Что Книга пяти колец?!
Это искусство выше!
Постигнут Путь Меча!
“Если вы осознаете путь стратегии, для вас не останется непонятного…”
Но верно и иное:
“Человек способен сделать Путь великим, но великим человека делает не Путь.”
Длинным мечом разит противника Сумитомо, стиль двух мечей, школа Нитро-рю. Два клинка — помеха в схватке с вооруженной толпой.
Без устали мечется превосходная сталь. Верна рука Сумитомо. Спрессовалось время, сгустилось. В зачарованном пространстве скользит Сумитомо, быстрый, среди медлительных. Божественно прекрасен, неуловимо стремителен смертельный танец.
Шаг — взмах меча — стойка… Шаг — взмах…
Редеют ряды врагов.
Взмах меча и… приник лицом к ногам Сумитомо, захлебнувшись кровью, низкорослый воин. Лицо свирепое, в глазах смертный ужас. Меч поразил горло, лишив руки, сжимавшей клинок.
Стараясь не сбивать дыхания, после каждой победы превозносит свой род Сумитомо.
Прославленный род!
Великие воины!
Есть что сказать!
Сумитомо дошел до отца:
— Я, Сумитомо Фудзивара, сын Фудзивара-но Томоясу. Непревзойденного воина. Великого философа и поэта. Императорского советника…
Атака! Взмах меча…
Сталь клинка рассекла одоси — шнуры брони, вайдате. Сумитомо поразил врага в обнаженную грудь.
Пришла пора личных заслуг. Два воина лишь могли теперь слышать Сумитомо.

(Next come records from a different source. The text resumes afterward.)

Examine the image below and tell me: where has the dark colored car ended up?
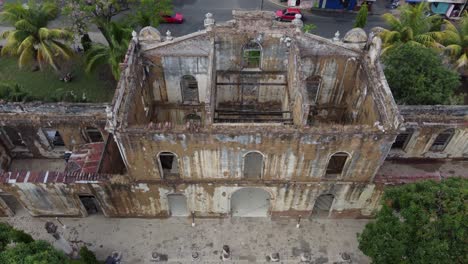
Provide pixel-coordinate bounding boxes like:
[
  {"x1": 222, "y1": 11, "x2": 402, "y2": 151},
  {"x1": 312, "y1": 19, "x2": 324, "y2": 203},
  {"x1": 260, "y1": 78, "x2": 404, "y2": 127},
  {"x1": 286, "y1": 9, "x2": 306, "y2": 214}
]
[
  {"x1": 275, "y1": 8, "x2": 302, "y2": 22},
  {"x1": 161, "y1": 13, "x2": 184, "y2": 24}
]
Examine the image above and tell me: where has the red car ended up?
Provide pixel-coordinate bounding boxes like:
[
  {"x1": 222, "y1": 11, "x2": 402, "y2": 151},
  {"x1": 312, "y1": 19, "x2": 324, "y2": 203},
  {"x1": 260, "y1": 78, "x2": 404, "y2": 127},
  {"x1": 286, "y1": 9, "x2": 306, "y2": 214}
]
[
  {"x1": 275, "y1": 8, "x2": 302, "y2": 22},
  {"x1": 161, "y1": 13, "x2": 184, "y2": 24}
]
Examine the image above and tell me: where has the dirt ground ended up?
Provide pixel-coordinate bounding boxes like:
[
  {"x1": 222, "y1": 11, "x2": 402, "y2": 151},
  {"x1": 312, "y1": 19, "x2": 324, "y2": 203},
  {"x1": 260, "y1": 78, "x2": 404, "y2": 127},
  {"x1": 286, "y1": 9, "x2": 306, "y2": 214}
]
[{"x1": 0, "y1": 209, "x2": 370, "y2": 264}]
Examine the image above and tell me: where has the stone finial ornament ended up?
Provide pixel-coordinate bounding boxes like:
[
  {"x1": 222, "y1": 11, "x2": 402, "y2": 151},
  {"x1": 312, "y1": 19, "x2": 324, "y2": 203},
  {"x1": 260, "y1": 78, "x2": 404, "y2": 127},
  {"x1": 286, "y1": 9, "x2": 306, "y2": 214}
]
[
  {"x1": 333, "y1": 30, "x2": 340, "y2": 42},
  {"x1": 203, "y1": 13, "x2": 215, "y2": 29},
  {"x1": 166, "y1": 30, "x2": 174, "y2": 41},
  {"x1": 292, "y1": 14, "x2": 304, "y2": 32}
]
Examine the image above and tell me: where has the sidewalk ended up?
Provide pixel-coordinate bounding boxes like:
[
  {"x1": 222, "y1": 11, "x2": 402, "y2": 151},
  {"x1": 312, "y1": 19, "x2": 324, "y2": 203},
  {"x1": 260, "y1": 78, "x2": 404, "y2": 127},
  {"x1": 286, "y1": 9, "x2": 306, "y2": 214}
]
[
  {"x1": 269, "y1": 0, "x2": 395, "y2": 16},
  {"x1": 0, "y1": 209, "x2": 370, "y2": 264}
]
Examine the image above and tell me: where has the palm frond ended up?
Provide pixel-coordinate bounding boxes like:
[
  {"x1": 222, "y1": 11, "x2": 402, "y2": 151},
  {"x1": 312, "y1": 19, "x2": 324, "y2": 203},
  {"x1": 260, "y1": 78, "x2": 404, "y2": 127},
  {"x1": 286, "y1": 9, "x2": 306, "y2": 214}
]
[
  {"x1": 445, "y1": 44, "x2": 463, "y2": 58},
  {"x1": 455, "y1": 53, "x2": 468, "y2": 69}
]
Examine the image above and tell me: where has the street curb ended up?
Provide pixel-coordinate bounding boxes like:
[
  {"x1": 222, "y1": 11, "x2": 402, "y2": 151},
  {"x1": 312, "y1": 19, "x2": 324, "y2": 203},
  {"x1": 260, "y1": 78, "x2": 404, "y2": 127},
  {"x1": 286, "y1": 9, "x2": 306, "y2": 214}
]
[{"x1": 268, "y1": 0, "x2": 385, "y2": 16}]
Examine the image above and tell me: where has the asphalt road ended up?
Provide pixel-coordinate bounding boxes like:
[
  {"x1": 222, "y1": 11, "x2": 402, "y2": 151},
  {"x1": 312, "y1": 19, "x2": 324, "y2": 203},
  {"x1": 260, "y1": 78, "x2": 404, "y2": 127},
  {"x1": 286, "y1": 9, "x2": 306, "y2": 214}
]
[{"x1": 159, "y1": 0, "x2": 384, "y2": 38}]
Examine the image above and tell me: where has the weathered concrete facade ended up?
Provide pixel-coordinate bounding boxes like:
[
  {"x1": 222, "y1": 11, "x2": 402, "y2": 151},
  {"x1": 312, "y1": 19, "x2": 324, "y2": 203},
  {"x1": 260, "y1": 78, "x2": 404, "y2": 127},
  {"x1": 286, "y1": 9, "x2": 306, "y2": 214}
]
[{"x1": 0, "y1": 11, "x2": 468, "y2": 218}]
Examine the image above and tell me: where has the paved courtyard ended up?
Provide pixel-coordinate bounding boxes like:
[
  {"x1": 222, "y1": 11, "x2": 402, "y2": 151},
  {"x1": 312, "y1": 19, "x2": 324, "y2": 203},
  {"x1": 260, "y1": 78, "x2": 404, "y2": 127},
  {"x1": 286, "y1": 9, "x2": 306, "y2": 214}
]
[{"x1": 0, "y1": 209, "x2": 369, "y2": 264}]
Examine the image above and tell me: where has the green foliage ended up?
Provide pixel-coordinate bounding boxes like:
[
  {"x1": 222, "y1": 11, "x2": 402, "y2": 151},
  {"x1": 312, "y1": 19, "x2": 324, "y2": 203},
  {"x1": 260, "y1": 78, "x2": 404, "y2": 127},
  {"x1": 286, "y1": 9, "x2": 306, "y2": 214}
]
[
  {"x1": 86, "y1": 22, "x2": 132, "y2": 80},
  {"x1": 0, "y1": 83, "x2": 33, "y2": 102},
  {"x1": 130, "y1": 0, "x2": 173, "y2": 28},
  {"x1": 354, "y1": 3, "x2": 368, "y2": 28},
  {"x1": 438, "y1": 11, "x2": 468, "y2": 72},
  {"x1": 380, "y1": 2, "x2": 443, "y2": 52},
  {"x1": 0, "y1": 1, "x2": 73, "y2": 71},
  {"x1": 382, "y1": 43, "x2": 460, "y2": 105},
  {"x1": 358, "y1": 178, "x2": 468, "y2": 264},
  {"x1": 0, "y1": 57, "x2": 115, "y2": 103},
  {"x1": 80, "y1": 246, "x2": 99, "y2": 264},
  {"x1": 0, "y1": 240, "x2": 69, "y2": 264},
  {"x1": 302, "y1": 24, "x2": 317, "y2": 33},
  {"x1": 0, "y1": 223, "x2": 34, "y2": 251}
]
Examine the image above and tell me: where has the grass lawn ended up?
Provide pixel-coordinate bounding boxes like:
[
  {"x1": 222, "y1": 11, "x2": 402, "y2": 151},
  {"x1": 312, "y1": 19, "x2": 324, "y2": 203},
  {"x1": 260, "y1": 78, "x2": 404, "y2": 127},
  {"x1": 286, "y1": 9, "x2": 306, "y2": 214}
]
[{"x1": 0, "y1": 56, "x2": 116, "y2": 103}]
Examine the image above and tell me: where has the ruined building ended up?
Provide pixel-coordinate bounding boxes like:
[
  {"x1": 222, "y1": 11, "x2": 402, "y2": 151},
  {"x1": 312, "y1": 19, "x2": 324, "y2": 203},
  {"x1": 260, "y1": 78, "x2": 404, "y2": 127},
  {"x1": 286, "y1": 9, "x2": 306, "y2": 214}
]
[{"x1": 0, "y1": 11, "x2": 468, "y2": 217}]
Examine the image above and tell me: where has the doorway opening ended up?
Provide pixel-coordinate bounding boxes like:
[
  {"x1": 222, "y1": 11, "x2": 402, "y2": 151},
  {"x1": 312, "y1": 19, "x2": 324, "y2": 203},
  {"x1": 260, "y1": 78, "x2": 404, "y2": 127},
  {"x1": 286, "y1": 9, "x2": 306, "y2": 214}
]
[
  {"x1": 167, "y1": 194, "x2": 189, "y2": 216},
  {"x1": 311, "y1": 194, "x2": 335, "y2": 218}
]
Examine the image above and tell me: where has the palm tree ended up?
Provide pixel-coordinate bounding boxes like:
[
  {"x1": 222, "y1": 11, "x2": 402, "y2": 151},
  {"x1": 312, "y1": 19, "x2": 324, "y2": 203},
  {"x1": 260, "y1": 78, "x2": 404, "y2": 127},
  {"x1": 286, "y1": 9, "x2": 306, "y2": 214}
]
[
  {"x1": 0, "y1": 1, "x2": 73, "y2": 71},
  {"x1": 380, "y1": 3, "x2": 442, "y2": 52},
  {"x1": 86, "y1": 22, "x2": 132, "y2": 80},
  {"x1": 440, "y1": 11, "x2": 468, "y2": 72}
]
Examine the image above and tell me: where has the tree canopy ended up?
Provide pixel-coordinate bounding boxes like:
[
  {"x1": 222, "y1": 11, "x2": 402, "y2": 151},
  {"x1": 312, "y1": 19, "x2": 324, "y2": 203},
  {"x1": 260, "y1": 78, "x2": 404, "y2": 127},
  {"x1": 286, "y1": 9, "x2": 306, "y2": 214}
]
[
  {"x1": 358, "y1": 178, "x2": 468, "y2": 264},
  {"x1": 0, "y1": 1, "x2": 73, "y2": 70},
  {"x1": 380, "y1": 2, "x2": 443, "y2": 52},
  {"x1": 382, "y1": 43, "x2": 460, "y2": 105}
]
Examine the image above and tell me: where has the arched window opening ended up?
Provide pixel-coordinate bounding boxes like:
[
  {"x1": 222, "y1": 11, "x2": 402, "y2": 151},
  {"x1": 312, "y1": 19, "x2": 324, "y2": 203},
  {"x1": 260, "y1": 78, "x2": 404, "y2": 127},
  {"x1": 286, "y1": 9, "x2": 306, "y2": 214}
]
[
  {"x1": 180, "y1": 75, "x2": 199, "y2": 103},
  {"x1": 185, "y1": 114, "x2": 201, "y2": 126},
  {"x1": 43, "y1": 128, "x2": 65, "y2": 148},
  {"x1": 326, "y1": 152, "x2": 348, "y2": 176},
  {"x1": 242, "y1": 41, "x2": 262, "y2": 68},
  {"x1": 244, "y1": 152, "x2": 263, "y2": 179},
  {"x1": 231, "y1": 188, "x2": 271, "y2": 217},
  {"x1": 311, "y1": 194, "x2": 335, "y2": 218},
  {"x1": 430, "y1": 128, "x2": 455, "y2": 151},
  {"x1": 392, "y1": 128, "x2": 414, "y2": 150},
  {"x1": 86, "y1": 127, "x2": 104, "y2": 143},
  {"x1": 3, "y1": 127, "x2": 26, "y2": 148},
  {"x1": 306, "y1": 75, "x2": 322, "y2": 104},
  {"x1": 158, "y1": 152, "x2": 180, "y2": 179}
]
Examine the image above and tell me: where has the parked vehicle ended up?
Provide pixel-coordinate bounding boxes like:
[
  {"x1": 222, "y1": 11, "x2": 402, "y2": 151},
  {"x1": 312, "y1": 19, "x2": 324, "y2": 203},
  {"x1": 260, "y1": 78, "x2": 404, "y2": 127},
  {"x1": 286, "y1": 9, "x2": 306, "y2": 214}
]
[
  {"x1": 161, "y1": 13, "x2": 184, "y2": 24},
  {"x1": 275, "y1": 8, "x2": 302, "y2": 22}
]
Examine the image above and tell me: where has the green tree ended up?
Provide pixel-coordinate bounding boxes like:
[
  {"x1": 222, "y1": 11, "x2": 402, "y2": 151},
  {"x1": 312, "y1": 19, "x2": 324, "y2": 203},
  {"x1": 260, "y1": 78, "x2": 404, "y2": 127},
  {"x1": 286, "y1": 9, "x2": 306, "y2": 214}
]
[
  {"x1": 380, "y1": 2, "x2": 442, "y2": 52},
  {"x1": 358, "y1": 178, "x2": 468, "y2": 264},
  {"x1": 0, "y1": 1, "x2": 72, "y2": 71},
  {"x1": 0, "y1": 223, "x2": 34, "y2": 251},
  {"x1": 130, "y1": 0, "x2": 173, "y2": 28},
  {"x1": 86, "y1": 22, "x2": 132, "y2": 80},
  {"x1": 60, "y1": 0, "x2": 133, "y2": 48},
  {"x1": 382, "y1": 43, "x2": 460, "y2": 105},
  {"x1": 439, "y1": 11, "x2": 468, "y2": 72},
  {"x1": 0, "y1": 240, "x2": 70, "y2": 264},
  {"x1": 354, "y1": 3, "x2": 368, "y2": 28}
]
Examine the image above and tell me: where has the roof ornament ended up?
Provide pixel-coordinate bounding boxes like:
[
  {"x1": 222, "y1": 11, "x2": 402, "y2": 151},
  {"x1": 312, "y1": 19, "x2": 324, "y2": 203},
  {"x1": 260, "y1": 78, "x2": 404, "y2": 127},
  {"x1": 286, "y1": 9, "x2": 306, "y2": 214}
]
[
  {"x1": 292, "y1": 14, "x2": 304, "y2": 32},
  {"x1": 203, "y1": 13, "x2": 216, "y2": 30},
  {"x1": 166, "y1": 30, "x2": 174, "y2": 41},
  {"x1": 333, "y1": 30, "x2": 340, "y2": 42}
]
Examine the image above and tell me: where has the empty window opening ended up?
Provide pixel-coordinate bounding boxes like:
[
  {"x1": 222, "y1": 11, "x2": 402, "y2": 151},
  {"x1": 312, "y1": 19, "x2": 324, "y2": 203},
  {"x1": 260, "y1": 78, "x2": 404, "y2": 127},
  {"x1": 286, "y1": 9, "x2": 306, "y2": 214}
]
[
  {"x1": 244, "y1": 152, "x2": 263, "y2": 179},
  {"x1": 3, "y1": 127, "x2": 26, "y2": 147},
  {"x1": 167, "y1": 194, "x2": 189, "y2": 216},
  {"x1": 44, "y1": 129, "x2": 65, "y2": 148},
  {"x1": 326, "y1": 152, "x2": 348, "y2": 175},
  {"x1": 242, "y1": 41, "x2": 262, "y2": 68},
  {"x1": 430, "y1": 128, "x2": 455, "y2": 151},
  {"x1": 311, "y1": 194, "x2": 335, "y2": 218},
  {"x1": 0, "y1": 193, "x2": 27, "y2": 216},
  {"x1": 86, "y1": 127, "x2": 104, "y2": 143},
  {"x1": 159, "y1": 152, "x2": 180, "y2": 178},
  {"x1": 306, "y1": 76, "x2": 321, "y2": 104},
  {"x1": 180, "y1": 75, "x2": 199, "y2": 103},
  {"x1": 392, "y1": 128, "x2": 414, "y2": 150},
  {"x1": 185, "y1": 114, "x2": 201, "y2": 126},
  {"x1": 231, "y1": 188, "x2": 270, "y2": 217},
  {"x1": 78, "y1": 195, "x2": 102, "y2": 215}
]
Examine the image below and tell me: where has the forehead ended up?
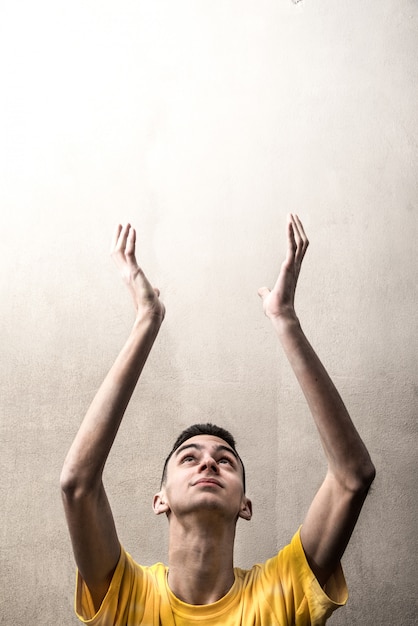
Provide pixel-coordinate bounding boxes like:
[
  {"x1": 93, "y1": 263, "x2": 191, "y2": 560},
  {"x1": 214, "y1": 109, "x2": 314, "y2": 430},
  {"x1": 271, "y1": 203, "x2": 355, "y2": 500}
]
[{"x1": 173, "y1": 435, "x2": 237, "y2": 457}]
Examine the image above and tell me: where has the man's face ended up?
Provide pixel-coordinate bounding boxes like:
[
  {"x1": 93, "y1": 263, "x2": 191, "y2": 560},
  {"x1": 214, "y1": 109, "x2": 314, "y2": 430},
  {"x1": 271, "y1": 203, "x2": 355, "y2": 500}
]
[{"x1": 154, "y1": 435, "x2": 251, "y2": 520}]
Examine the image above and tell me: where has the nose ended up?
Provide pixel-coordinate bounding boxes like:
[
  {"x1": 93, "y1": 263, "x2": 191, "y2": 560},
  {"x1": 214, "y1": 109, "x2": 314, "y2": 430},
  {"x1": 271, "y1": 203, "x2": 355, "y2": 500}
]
[{"x1": 199, "y1": 454, "x2": 219, "y2": 474}]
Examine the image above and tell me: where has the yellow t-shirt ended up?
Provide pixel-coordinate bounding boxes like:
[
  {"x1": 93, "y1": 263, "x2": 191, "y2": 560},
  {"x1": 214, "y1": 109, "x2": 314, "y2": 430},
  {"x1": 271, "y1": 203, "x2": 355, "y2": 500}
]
[{"x1": 75, "y1": 531, "x2": 348, "y2": 626}]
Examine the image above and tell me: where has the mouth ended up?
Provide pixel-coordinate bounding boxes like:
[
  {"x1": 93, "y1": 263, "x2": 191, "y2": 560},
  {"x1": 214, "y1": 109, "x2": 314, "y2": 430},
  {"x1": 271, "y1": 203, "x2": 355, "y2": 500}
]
[{"x1": 194, "y1": 478, "x2": 222, "y2": 487}]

Два мастера Кендо.
“Великим человека делает не Путь.”
Сумитомо усмехнулся недобро. Принял решение — обнажил второй, короткий меч. Против правил. Против канонов нитро-рю, но два умелых воина совсем не то, что один боец-мастер.
Безымянные бойцы атакуют. Стремительные выпады справа парирует Сумитомо коротким мечом. Слева блеск его великолепного длинного дайсё-госираэ слепит врага.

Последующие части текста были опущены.